Oscillations occur in many areas of physics with simple harmonic motion (shm) a special case of oscillation that appears in various natural phenomena.

• Oscillations involve the interchange between kinetic and potential of energy.
• In Simple harmonic motion (SHM) the acceleration is proportional to the displacement from equilibrium but in the opposite direction:
  $a = −\omega^2x$ where $\omega$ is the angular frequency. $\omega$ has units of rad per second.
• This acceleration is caused by a restoring force that is always directed towards the mean position and is also proportional to the displacement from that mean position.
  
• Displacement is a vector quantity which measures the position of a point relative to its equilibrium position.
• The maximum displacement is called the amplitude.
• SHM consists of periodic oscillations with a period $\rm (T)$ that is independent of the amplitude: $\rm T = 2\pi/\omega$
  
  In this example $\rm T = 20~s$ and the amplitude $\rm = 2.0~cm$.
• The frequency $(f)$ of an oscillation is the number of cycles per second. $f= 1/\rm T$
  As $\mathrm T = 1/f =2\pi/\omega$. This gives $\omega = 2\pi f$
• The displacement can be described by a sin or cos curve depending on the initial displacement.
  For example, with an initial displacement of $0$, an amplitude $0 =1$ and $\omega=0.20$:
  

  $x = x_0\sin \omega t$

  For this curve $\rm T = 2\pi/\omega$ $= 2\pi/0.2$ $= 10 \pi$ $\rm = 31.4~s$
• The velocity can be determined from the slope of the displacement-time graph. In this example it is a maximum at $t = 0$ and so follows a cosine curve.
  

  $v = v_0 \cos\omega t$ Note: $v_0 = 0.20$ $v = \omega x_0\cos\omega t$

  It should be noted that $v_0 = 0.20 = \omega x_0 = 0.2 \times 1.0$
• The acceleration can be determined from slope of the velocity-time graph.
• In this example it is a minimum at $t = 0$ and so follows a -sin curve.
  

  $a = -a_0\sin\omega t$ Note: $a_0 = 0.04$ $a = -\omega^2 x_0 \sin\omega t$

  It should be noted that $a_0 = 0.04 = 0.20^2 \times 1.0 = \omega^2 x_0$

• In SHM, kinetic energy gets transformed to potential energy and vice versa.
• The kinetic energy of a mass m that undergoes SHM is given by:
  $\mathrm{E_K}=1 / 2 m v^{2} \quad \mathrm{E}_{\mathrm{K}}=1 / 2 m \omega^{2} x_{0}^{2} \cos ^{2}(\omega t)$. (When $x=0$ at time $t=0$)
  For example, with an initial displacement of $0$, an amplitude $x_0 = 1$ and $\omega = 0.20$ as before, and $a$ mass $m = 10~\rm kg$
  
  Note the kinetic energy is always positive with the time to undergo a full cycle $\rm = 15.7 = T/2$
• The maximum kinetic energy is therefore $\mathrm{E_k^{max}} = ½m\omega^2x_0^2$. This is also the total energy of the system.
• In this case $\mathrm{E_k^{max}} = ½ \times 10 \times 0.2^2 \times 1 = 0.2~\rm J$
  
  The potential energy is $\mathrm{E_\mathrm{P}} = 1 / 2 m \omega^{2} x_{0}^{2}\left(1 - \cos ^{2}(\omega t)\right)$ $=1 / 2 m \omega^{2} x_{0}^{2} \sin ^{2}(\omega t)$ $=m \omega^{2} x^{2}$
  
• The velocity in SHM is given by $v = \pm\omega\sqrt{(x_0^2 − x^2)}$.
  It should be noted that when $x = \pm x_0 v = 0$ and when $x = 0$, $v = \pm\omega x_0$.

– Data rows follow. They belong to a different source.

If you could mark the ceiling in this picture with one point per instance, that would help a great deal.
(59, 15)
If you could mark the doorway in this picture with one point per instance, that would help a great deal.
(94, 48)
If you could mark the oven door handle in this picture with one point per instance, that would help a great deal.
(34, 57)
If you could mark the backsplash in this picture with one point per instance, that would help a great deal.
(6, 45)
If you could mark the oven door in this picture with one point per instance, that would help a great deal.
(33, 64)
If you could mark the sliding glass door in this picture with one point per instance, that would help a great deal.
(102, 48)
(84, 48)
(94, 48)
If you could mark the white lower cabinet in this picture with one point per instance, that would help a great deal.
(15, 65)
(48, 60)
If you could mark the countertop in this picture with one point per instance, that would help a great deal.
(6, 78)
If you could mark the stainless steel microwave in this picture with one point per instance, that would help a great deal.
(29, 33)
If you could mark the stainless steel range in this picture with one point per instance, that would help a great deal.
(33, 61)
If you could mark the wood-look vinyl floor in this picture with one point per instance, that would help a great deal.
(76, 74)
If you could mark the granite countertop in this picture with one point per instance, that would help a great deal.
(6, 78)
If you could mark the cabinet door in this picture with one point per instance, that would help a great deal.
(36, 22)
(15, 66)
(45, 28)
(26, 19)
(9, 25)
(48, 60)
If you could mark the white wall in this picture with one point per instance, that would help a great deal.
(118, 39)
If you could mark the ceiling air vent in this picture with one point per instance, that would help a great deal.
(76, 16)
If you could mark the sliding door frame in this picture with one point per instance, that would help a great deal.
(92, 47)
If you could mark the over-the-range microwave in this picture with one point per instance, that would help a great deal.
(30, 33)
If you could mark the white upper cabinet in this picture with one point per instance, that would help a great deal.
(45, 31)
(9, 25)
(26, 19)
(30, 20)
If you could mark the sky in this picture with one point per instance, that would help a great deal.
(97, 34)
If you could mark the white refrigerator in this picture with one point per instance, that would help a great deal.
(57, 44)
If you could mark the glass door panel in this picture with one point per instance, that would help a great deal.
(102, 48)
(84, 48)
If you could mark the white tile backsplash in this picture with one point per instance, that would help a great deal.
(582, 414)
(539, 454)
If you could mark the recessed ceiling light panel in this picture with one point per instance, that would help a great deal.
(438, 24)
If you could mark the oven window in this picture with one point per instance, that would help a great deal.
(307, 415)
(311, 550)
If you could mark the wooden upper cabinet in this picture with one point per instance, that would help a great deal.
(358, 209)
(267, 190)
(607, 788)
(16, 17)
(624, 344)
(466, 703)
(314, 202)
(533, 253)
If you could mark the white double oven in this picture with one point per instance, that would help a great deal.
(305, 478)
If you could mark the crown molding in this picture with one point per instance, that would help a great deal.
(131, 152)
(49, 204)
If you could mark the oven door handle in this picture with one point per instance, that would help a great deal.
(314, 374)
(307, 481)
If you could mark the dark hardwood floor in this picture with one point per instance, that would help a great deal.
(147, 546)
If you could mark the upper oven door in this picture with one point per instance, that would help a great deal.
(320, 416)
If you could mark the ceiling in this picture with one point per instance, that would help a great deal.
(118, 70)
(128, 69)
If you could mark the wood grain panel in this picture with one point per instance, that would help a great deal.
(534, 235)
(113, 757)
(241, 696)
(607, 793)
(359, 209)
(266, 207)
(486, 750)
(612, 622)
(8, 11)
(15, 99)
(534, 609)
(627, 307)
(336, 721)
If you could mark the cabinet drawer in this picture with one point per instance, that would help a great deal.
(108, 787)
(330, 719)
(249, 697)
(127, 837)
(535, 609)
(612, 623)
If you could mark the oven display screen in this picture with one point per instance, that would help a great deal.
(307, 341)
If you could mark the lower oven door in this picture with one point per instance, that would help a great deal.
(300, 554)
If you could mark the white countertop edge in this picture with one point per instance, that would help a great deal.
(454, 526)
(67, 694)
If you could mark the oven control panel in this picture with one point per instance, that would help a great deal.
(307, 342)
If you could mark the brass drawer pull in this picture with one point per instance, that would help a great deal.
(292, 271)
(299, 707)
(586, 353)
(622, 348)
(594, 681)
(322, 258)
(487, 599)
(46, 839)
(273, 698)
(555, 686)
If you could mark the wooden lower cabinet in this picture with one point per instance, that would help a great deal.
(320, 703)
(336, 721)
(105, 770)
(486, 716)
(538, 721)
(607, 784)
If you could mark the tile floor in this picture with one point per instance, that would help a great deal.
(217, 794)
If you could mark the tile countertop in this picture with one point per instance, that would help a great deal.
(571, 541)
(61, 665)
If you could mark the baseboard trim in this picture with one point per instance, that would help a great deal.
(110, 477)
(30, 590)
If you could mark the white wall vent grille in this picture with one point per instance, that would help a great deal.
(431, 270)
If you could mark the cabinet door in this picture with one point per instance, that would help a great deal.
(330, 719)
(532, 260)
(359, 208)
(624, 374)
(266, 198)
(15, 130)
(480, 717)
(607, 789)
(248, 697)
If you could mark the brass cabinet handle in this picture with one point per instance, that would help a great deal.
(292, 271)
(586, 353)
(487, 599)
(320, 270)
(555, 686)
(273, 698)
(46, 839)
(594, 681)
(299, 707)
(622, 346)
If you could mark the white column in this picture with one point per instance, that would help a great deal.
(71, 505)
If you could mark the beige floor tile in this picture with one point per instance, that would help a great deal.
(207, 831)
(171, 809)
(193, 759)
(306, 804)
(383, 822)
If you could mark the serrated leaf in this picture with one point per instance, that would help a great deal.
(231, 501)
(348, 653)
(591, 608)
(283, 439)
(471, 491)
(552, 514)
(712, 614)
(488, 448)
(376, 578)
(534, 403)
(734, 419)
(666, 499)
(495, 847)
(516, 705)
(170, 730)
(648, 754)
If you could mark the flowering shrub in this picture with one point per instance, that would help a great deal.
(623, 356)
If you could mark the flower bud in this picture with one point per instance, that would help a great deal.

• Simple pendulum: A mass hanging on a string oscillates with SHM since the force increases as the mass moves away from the equilibrium position.
  
  The restoring force $\rm = T \sin \theta$ where $\rm T$ is the tension in the string.
• Mass on a spring: The tension in the spring increases as the mass is pulled down so the acceleration is proportional to the displacement. The force is in the opposite direction to the extension.
  
• Two bodies oscillating with the same frequency are in phase if they travel through the maximum at the same time. Phase difference is measured by phase angle.
  

  The bodies are completely out of phase if the phase angle $= \pi$.
  The bodies have a phase difference $= \pi/2$. The red curve follows a cosine curve and the blue curve a sin curve.